80s and 90s the hole in the ozone layer was going to turn the planet into a desert.
Now, massive floods and rising sea levels are the environmental disasters we need to be scared of.
In 50 years that is 5 different mass extinction possibilities, some polar opposites of the others, all decided on by the best tech available at the time. That means we really have no clue at all as far as I can tell.
I personally feel (my own opinion) that climate is cyclical, and we as a species haven't even been here very long at all on the geologic time scale to be able to make anything more than guesses as to what it will do in the future with or without our help. We certainly haven't had the monitoring technology long enough to have any concrete answers. "Well we have simulations" and simulations are programmed by people, and people are biased. (Sorry, this last sentence actually was a bit inflammatory and I don't know how to word it so it isn't)

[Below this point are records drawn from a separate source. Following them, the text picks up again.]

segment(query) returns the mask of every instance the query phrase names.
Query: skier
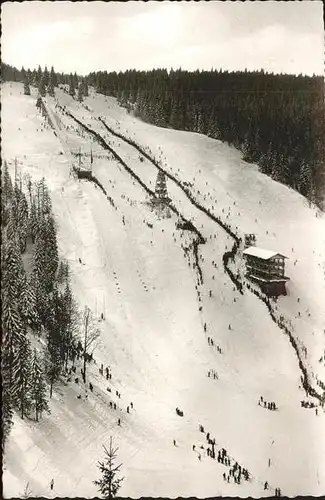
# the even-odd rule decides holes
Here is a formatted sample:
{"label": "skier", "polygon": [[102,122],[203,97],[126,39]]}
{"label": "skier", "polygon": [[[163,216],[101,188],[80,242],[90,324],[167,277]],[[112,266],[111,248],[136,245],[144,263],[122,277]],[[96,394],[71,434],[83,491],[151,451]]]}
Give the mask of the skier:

I've always been of the opinion that the earth will be fine because it's far bigger than we are, was here long before us, and will be here long after we kill ourselves off. Frankly I think it's narcissistic as hell to say that us, barely out of caves for 60k years, can somehow completely destroy something that's been alive over 4 billion years, survived hundreds of millions of years of dinosaurs, plagues, worldwide drought, worldwide ice cover, radiation bombardment, millions of space impacts, including some that blacked out the sun for years according to geological surveys. It's cute we've grown this species wide ego that somehow we're special because we grew opposable thumbs and shed some body hair, but we've barely even been a species for a million years. On a geological time scale, we're still in diapers.
If we do somehow do enough damage, the earth will shake us off like fleas from a dog, and the next step in the evolution of life will begin, with or without us, just as it has from the beginning of time. Just like it did when the asteroid killed the dinosaurs, just like the other 5 mass extinctions I can't remember the names of that took out 90% of life on earth.
Again, these are just my opinions on the matter. It was not my intention to offend or upset, and I apologize again if it came across that way.